Curatorial Practice: Curator and Producer
Inner Space, Global Matter: Geraldine Ondrizek
Miami Beach Urban Studios
November 2012 - January 2013
Nanotechnology — specifically the development of the Atomic Force Microscope (AFM)—has enabled researchers to touch and to listen to cells. Like the blind reading Braille or a hand touching a pulse, the needle of the AFM can touch and feel the vibrations of cells less than half the diameter of a human hair. In the same way a needle was used to feel the pattern of vibrations pressed into vinyl records, scientists have found that cells with cancer or other diseases emit a very low and strained frequency while healthy cells produce a more pleasant sound. This has allowed researchers for the first time to take living cells from human cancer patients and determine which are cancerous through touch.
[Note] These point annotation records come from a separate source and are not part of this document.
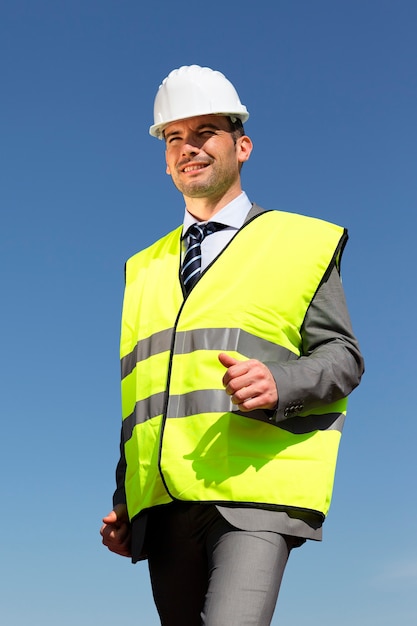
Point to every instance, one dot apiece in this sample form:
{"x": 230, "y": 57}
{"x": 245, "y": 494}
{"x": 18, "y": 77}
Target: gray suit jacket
{"x": 330, "y": 367}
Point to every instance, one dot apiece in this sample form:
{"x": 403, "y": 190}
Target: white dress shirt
{"x": 233, "y": 215}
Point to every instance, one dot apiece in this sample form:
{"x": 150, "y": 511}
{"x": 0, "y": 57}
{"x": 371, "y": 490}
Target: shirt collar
{"x": 232, "y": 215}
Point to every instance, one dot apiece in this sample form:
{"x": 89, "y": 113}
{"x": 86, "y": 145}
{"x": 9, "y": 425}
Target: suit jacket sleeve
{"x": 331, "y": 364}
{"x": 119, "y": 496}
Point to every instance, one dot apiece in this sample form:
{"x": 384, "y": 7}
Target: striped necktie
{"x": 191, "y": 266}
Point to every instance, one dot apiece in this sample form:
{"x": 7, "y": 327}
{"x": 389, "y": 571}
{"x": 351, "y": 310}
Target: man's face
{"x": 202, "y": 156}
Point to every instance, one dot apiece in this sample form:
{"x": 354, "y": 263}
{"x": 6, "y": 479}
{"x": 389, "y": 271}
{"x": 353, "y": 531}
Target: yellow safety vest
{"x": 183, "y": 438}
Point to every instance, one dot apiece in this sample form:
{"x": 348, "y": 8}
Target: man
{"x": 237, "y": 356}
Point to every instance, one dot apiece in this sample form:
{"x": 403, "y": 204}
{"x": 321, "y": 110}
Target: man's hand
{"x": 116, "y": 531}
{"x": 249, "y": 383}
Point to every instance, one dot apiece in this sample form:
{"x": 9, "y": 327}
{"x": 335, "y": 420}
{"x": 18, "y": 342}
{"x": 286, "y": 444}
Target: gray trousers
{"x": 205, "y": 571}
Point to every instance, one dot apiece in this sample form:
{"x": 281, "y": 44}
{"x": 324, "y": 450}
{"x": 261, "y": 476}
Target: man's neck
{"x": 203, "y": 209}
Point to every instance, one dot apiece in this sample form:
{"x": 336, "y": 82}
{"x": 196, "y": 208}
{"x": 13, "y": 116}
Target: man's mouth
{"x": 194, "y": 168}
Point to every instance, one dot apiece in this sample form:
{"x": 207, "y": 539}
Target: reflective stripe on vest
{"x": 183, "y": 438}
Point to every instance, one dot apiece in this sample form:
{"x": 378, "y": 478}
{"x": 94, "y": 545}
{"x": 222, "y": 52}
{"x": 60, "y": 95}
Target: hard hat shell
{"x": 193, "y": 90}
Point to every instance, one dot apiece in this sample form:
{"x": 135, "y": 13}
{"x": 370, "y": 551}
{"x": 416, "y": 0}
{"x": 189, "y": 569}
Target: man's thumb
{"x": 226, "y": 359}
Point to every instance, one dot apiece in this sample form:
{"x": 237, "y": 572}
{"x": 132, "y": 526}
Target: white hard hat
{"x": 193, "y": 90}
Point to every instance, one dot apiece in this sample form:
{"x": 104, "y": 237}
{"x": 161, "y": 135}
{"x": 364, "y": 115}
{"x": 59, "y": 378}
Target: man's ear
{"x": 244, "y": 147}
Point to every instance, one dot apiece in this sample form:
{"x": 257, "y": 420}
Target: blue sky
{"x": 332, "y": 91}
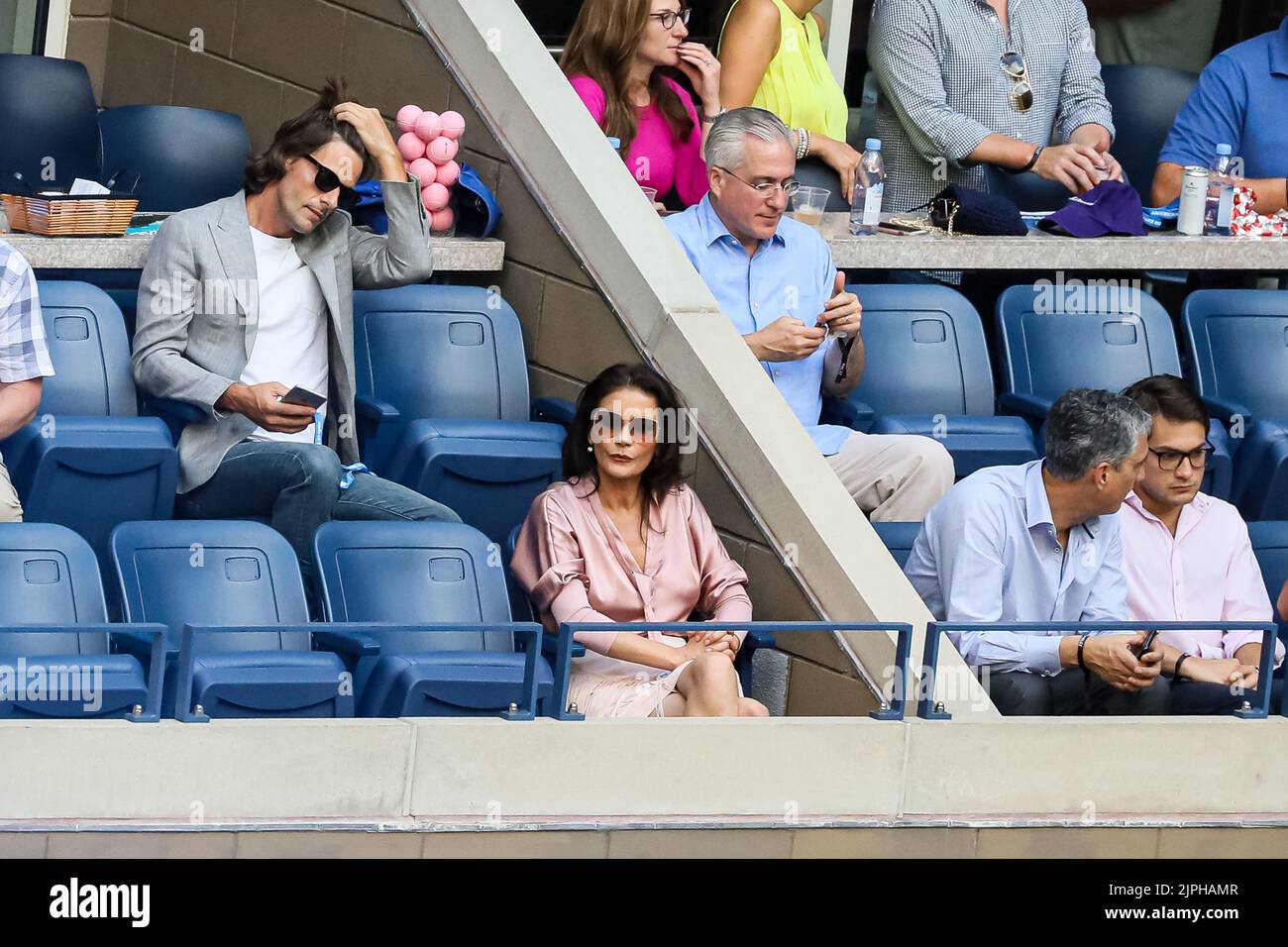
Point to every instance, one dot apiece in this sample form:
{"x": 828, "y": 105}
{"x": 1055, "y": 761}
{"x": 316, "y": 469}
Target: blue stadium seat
{"x": 1145, "y": 101}
{"x": 898, "y": 538}
{"x": 53, "y": 616}
{"x": 185, "y": 158}
{"x": 51, "y": 133}
{"x": 450, "y": 648}
{"x": 1270, "y": 544}
{"x": 1048, "y": 351}
{"x": 927, "y": 372}
{"x": 1237, "y": 341}
{"x": 443, "y": 402}
{"x": 232, "y": 600}
{"x": 88, "y": 460}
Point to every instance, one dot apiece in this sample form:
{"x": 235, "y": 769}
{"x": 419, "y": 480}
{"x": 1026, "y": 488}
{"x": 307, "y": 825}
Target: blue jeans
{"x": 296, "y": 487}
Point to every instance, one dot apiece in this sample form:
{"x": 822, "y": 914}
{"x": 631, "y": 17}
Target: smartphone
{"x": 303, "y": 395}
{"x": 1138, "y": 651}
{"x": 900, "y": 230}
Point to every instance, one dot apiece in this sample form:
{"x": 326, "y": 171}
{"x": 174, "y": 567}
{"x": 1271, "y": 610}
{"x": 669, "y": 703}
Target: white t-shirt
{"x": 291, "y": 343}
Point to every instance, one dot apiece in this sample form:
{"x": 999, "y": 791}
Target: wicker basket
{"x": 69, "y": 217}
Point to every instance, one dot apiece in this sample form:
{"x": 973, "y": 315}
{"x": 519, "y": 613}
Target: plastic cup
{"x": 807, "y": 205}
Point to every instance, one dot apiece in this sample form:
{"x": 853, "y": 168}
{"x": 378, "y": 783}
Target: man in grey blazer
{"x": 250, "y": 296}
Artist Geraldine Ondrizek has amplified the vibrations of healthy and cancerous cells as part of Cellular, the centerpiece of the show, an installation of three projections of a developing spider embryo at a stage when it morphologically appears to be a human embryo. Ondrizek edited 10 different films of gastrulation to overlap and repeat the phases of development just before a recognizable body is evident. Editing the films right before the blastula becomes a distinct species renders the final video as one that could be of a developing human as much as an embryonic arachnoid.
Through touching and hearing rather than only seeing, an entirely new way of studying a form—that of the multiple sensory knowledge—has been born. This ability to discern cellular soundings has ultimately revolutionized the understanding of cellular gestation, division, and the relationships within the interior architecture of our body. The projected images of Ondrizek’s work do not appear to be only of an orb of rapidly dividing cells (healthy or not); they also suggest the beginning stages of a planet in formation—perhaps even the initial moments of the creation of the universe—or a planet in the process of dying. The tension between the telescopic and microscopic, order and chaos, creation and destruction, as well as life and death are all kept taut rather than neatly resolved.
–Alpesh Kantilal Patel
Editor & Curator: Jane Chin Davidson
November 13, 2012
The Economies of Disease workshop and performance by visiting artist Marie Garlock developed alongside live audiences and started with the observation of the relationship between disease and consumer capitalist campaigns like the "Pink Ribbon" breast cancer movement.
The workshop was based on Garlock's performance-centered work with persons facing life-threatening cancer and inspired by Geraldine Ondrizek's “Inner Space, Global Matter” exhibition.